Schizophrenic Trip


The road was filled with vehicles, spitting smoke and honking at will. I have a problem with both cases so I rolled up the window and sat inside cursing silently. The driver was a rather ruthless one who believed in constant gear shifts and lane changes. With a little luck, I thought, he’d one day make it to Hollywood stunt films.

Ever since the accident, I have been paranoid about safety. I check my seatbelt all the time and imagine scenarios. I never liked the fifteen minutes that I hung upside down, thinking that the vehicle was going to blow up. Oddly enough, all I could think was ‘Shit! I am never going to watch that film.’ But, at some point of time, my brain kick-started itself and I opened the seatbelt and broke the windshield to get out. The vehicle was never going to blow up. It only happened in films and that too when your fuel tank was seriously messed up. When I staggered onto the highway, I remember the first question someone asked me, ‘How are you still alive?’ The incident left a permanent mark in me and I stopped trusting any driver.

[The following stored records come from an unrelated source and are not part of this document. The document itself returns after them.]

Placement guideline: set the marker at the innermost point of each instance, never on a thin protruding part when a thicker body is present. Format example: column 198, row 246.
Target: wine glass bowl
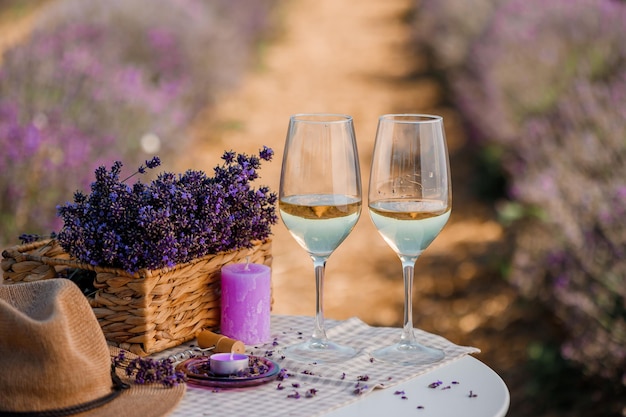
column 320, row 203
column 409, row 203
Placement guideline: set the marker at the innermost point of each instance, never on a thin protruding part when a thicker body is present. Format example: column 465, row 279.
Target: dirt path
column 351, row 57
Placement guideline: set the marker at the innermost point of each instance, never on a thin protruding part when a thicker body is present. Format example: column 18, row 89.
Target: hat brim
column 140, row 400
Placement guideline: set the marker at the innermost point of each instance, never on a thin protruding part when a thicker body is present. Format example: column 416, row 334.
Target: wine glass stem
column 408, row 267
column 319, row 332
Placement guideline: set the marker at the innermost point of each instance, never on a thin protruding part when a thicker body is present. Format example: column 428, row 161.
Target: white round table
column 490, row 396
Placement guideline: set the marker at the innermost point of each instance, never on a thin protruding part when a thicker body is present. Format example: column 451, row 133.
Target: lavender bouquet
column 171, row 220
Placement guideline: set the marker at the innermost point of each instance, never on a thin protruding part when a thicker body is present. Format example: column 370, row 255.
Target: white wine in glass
column 410, row 200
column 320, row 203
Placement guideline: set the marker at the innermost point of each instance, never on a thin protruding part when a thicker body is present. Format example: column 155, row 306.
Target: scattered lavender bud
column 435, row 384
column 295, row 395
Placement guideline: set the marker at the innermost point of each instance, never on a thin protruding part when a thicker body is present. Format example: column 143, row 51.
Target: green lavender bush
column 545, row 84
column 114, row 80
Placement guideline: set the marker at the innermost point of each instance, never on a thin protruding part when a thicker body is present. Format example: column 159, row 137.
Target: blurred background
column 531, row 268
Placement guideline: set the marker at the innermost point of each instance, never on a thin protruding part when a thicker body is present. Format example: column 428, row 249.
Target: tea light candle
column 246, row 298
column 228, row 363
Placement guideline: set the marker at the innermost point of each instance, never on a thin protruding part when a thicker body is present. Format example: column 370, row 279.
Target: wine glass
column 409, row 203
column 320, row 202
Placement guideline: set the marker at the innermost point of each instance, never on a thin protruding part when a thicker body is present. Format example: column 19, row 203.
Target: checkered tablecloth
column 334, row 384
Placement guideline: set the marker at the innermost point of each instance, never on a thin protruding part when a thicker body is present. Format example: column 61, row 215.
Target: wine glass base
column 317, row 351
column 409, row 354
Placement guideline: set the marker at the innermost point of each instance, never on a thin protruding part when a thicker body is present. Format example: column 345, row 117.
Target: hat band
column 118, row 387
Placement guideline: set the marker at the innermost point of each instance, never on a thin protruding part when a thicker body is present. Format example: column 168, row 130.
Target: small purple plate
column 197, row 371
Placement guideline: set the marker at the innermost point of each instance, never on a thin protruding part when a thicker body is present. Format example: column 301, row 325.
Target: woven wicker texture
column 147, row 311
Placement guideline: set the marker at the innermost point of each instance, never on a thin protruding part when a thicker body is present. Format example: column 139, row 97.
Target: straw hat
column 54, row 357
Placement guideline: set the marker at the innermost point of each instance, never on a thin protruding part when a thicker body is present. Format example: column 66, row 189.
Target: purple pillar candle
column 246, row 299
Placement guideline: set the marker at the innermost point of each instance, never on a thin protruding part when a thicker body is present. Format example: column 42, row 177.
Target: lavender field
column 532, row 268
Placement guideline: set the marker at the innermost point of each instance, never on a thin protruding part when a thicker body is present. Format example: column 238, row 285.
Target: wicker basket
column 145, row 312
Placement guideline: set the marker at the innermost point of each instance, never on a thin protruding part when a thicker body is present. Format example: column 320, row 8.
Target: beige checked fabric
column 333, row 385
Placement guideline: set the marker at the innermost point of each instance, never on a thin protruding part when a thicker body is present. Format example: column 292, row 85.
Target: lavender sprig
column 147, row 370
column 171, row 220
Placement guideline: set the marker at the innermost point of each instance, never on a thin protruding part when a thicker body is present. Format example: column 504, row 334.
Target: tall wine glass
column 409, row 203
column 320, row 202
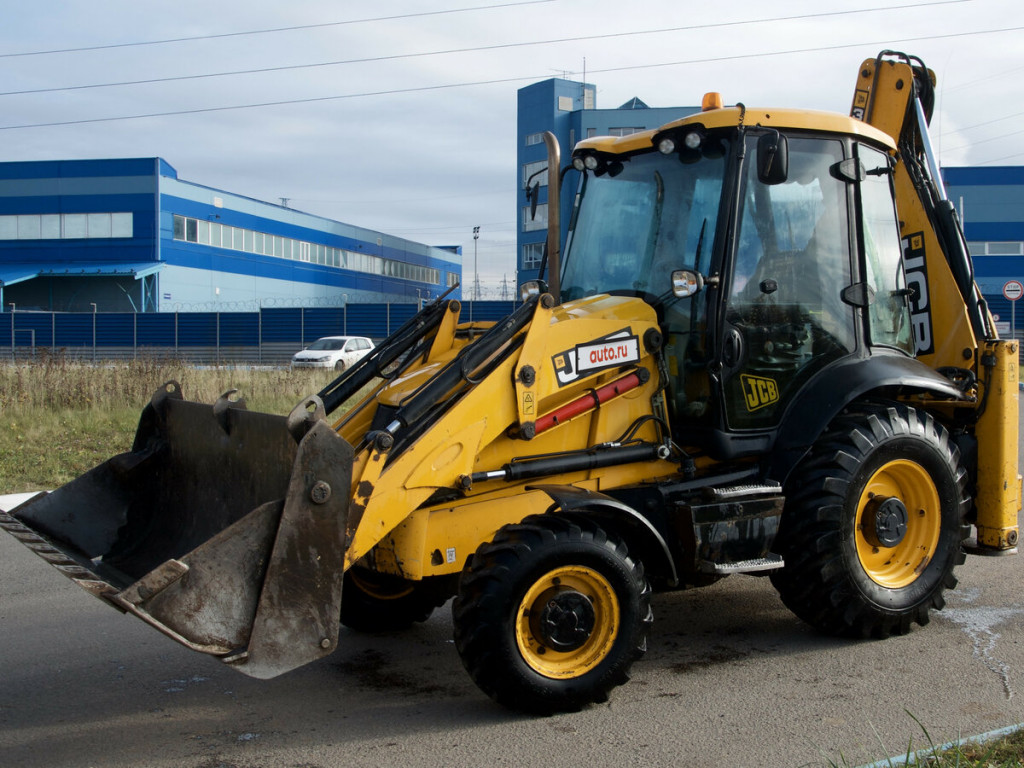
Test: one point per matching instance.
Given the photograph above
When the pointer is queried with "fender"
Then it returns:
(839, 385)
(642, 537)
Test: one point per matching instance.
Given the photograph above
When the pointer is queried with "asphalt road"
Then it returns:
(731, 678)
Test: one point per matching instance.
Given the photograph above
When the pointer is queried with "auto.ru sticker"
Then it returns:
(609, 351)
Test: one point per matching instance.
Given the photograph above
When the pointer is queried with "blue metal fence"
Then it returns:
(269, 335)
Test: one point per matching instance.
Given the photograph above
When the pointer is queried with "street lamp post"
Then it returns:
(476, 276)
(93, 305)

Finally, the car started moving. We went past a horde of scooters and took the exit from the Express Highway. These Highways are good, I thought. It goes over a lot of obscure villages that no one cares for. People live and die there and you wouldn’t know a thing when you look at the speedometer going above 150-160… it could be the number of kids died there in a year or a number of accidents happened in that road because you know shit about traffic rules. No one give a damn… Way of the World… William Congreve… Dad’s library… Teak Almirah… I broke the glass panel… He told me to change it with my own money… I sold my cricket bat and changed the broken glass…

It is amazing how the thoughts keep shifting. Like gears… like advertisements in a metro station… metro station… she said, ‘We’ll meet! You’d come to meet me.’ I didn’t.
schiz

‘Kis station ke saamne chodna hai, Saab?’

‘I don’t know… Kisi bhi.’ It came naturally to me. The one language I am reluctant to learn just because people naturally expect me to speak it. I do not like being taken for granted. Here I am, sitting like a sick joke, trying to control the stream of my thoughts and he wants to know which station I’d prefer to be dropped in. Do I look like a fuckin’ drunk? Do I, you sick fuck? I yelled and the driver looked back. The car changed lanes. ‘Do you think you could take me for a ride?’

‘Saab?

‘Speed bahut kum hain. I want you to drive beyond 180 and take the left entry to NH- 76.’

He may be dumb but he looked like he understood what the cold feeling behind his neck was. He probably did not want his brains splashed on the inside of the windshield. It is much more difficult to wash than the outer side, ain’t it? Sometimes it is funny to see how reluctant the needle of a speedometer can become. Speedometer… motor cycle… it wasn’t working… cable broke…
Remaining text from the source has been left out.